太子清越闲闲看我,问:“你倒是清楚她的喜好。”

“你若跟我长久相处,我迟早也会清楚你的喜好。”

“现在还不算长久么?”

“……我这么说,我在见不到你的充裕的时日里,完全有精力再应付一段姻缘。可惜大晋的李廷玉此时早已作古。”

“李廷玉作古,天枢星君却一直在爻光殿。”

“我眼下不是回不去天庭……好好好,我认错,我说话不过脑子三番五次惹清越不痛快,就罚我唱一段艳曲给清越解解闷儿。”

我等了一会儿,太子清越并未出言阻止。遂大方唱道:

花明月暗笼轻雾,

今宵好向君边去。

刬袜步香阶,

手提金缕鞋。

画堂南畔见,

一向偎人颤。

奴为出来难,

教君恣意怜。

(李煜《菩萨蛮》)

我方唱完,太子清越脸上终于多出一抹悦色。他伸指挑起我的下巴,缓缓笑道:“恣意怜啊……玄光,我知道你向来喜欢在枕下压一些见不得光的,偶尔效仿为之,也算情趣。今儿枕下压的,我猜猜,可是你在旧书铺搜出来的《金瓶》?”

我哑口无言,若是《金瓶》倒好,奈何今儿枕下的却是,呃,内容很健康,但是书名有歧义的《压倒中宫太子》……若论厚颜,我深信太子清越跟我至少有七万年的差距。

夜里睡觉没有梦见青年师父,只梦见妖姑娘。妖姑娘此时看着大约有十五六岁,衣裳虽然朴素,却也遮掩不住姑娘二八年华的美好。她的脾性渐渐没有初时的急躁,步履匆匆,却也偶尔会在脂粉摊前停一停,默默打量小巧的锦盒。

“姑娘,这盒胭脂送你。”

“为什么?”

“因为姑娘喜欢,恰好小爷兜里竟然还有几枚铜泉。”

“多谢公子。”

“眉粉你要不要?”

“公子?”

“哈,姑娘放心,小爷不好姑娘这口,小爷喜欢屁、股再大一点的。”

“那,多谢公子了。”

“不用客气,向来逛完花柳街都是赤条条回去,昨儿老鸨难得善心,竟破天荒给我留下几枚铜泉傍身。

青年爽快清空衣兜,然后打着呵欠一步三晃地往前走。

“公子,我叫离光。”妖姑娘眉目暖意融融。

“离光啊,好名儿,唔,不行,昨夜亏损的厉害,得赶紧回去补补。后会有期离光。”青年大大咧咧一挥手,笑容坦荡。
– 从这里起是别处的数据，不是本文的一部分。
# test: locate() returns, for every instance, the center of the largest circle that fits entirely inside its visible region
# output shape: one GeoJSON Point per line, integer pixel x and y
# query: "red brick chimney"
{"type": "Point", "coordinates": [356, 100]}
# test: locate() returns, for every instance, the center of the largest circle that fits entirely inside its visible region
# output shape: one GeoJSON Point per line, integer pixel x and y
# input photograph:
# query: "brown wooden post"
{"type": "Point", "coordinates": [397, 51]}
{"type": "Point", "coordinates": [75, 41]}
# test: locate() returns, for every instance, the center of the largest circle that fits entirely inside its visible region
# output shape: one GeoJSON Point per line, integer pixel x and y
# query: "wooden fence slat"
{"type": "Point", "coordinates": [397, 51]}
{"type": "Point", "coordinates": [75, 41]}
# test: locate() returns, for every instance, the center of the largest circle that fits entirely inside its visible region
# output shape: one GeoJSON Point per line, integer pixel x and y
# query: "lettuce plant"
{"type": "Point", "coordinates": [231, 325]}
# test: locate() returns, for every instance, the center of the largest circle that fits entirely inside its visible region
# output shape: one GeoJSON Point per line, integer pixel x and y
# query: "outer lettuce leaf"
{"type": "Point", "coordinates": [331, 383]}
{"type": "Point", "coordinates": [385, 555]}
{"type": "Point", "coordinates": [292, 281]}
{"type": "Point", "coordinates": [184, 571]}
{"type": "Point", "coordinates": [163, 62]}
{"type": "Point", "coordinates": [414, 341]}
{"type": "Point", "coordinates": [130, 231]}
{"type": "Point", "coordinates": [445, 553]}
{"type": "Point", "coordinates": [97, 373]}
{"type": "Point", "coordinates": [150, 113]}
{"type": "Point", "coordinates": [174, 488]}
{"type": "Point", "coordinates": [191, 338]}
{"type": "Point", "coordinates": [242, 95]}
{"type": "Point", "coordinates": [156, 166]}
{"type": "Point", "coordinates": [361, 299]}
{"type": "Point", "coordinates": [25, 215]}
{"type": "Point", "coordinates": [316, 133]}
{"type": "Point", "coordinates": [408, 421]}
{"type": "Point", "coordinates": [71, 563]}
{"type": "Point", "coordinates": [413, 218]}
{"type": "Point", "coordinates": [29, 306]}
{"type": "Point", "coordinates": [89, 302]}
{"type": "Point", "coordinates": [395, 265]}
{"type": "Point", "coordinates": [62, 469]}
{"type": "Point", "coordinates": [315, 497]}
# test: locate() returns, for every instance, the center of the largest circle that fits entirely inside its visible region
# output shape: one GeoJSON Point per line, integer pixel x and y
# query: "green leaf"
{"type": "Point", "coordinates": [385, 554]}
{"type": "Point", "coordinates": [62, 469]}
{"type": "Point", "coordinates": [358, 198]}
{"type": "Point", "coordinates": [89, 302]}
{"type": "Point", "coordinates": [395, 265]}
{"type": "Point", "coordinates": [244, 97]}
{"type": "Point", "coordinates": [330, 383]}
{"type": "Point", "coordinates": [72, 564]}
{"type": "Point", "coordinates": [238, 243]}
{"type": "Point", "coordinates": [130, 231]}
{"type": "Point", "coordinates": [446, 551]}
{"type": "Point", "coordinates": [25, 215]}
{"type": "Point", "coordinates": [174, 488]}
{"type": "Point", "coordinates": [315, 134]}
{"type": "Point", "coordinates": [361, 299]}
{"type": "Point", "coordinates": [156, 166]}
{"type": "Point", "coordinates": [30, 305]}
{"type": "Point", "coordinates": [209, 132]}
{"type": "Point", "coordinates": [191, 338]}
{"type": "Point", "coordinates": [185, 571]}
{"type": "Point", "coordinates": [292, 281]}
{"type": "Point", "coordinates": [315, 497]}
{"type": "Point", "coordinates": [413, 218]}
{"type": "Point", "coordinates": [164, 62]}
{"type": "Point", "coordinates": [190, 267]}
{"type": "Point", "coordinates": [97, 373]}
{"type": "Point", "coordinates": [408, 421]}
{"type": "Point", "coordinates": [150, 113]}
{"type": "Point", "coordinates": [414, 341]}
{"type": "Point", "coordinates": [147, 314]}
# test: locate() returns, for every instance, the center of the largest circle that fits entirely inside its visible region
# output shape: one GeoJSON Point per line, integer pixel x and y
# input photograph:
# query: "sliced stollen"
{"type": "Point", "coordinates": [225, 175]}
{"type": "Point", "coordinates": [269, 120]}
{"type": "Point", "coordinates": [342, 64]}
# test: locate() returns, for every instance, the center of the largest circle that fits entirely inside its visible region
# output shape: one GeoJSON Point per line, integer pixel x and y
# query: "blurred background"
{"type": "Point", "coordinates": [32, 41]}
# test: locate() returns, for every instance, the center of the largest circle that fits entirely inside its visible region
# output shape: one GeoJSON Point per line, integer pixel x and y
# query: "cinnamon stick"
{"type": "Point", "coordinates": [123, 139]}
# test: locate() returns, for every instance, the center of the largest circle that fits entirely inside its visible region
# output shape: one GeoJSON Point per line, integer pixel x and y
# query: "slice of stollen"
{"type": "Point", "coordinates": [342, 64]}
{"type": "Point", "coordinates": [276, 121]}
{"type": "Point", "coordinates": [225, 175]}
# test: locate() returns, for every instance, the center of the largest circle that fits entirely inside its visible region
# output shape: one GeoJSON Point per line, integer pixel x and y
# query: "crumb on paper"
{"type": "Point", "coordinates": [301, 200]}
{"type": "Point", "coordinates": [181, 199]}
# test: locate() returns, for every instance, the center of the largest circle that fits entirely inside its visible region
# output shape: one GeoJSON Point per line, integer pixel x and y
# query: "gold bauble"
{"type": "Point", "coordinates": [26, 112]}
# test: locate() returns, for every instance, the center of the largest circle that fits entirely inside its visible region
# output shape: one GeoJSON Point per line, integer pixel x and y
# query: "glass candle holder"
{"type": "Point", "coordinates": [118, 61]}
那青年很爱笑,大笑时眼睛微微眯起,仿佛午后微风湖面的粼粼波光,我撇下妖姑娘痴迷地看着他背影,脚下不由自主地一路跟着……

我现下是想不出来太子清越,太微星君,天枢星君的天人模样,所以无法做比,但是我敢打赌,这个青年是我不论以前游历还是如今投胎在凡间见过的最让人过目不忘的……

臂膀忽然被人捉住,我不耐烦地抖落,继续跟在白面青年身后,亦步亦趋。

“疼疼疼疼疼!”

我按住头皮,拧眉扯回青年手里的小辫子。

青年腕间系着一根醒目的红绳。

“……清越。”

太子清越解下红绳塞进我手里,深深地看我。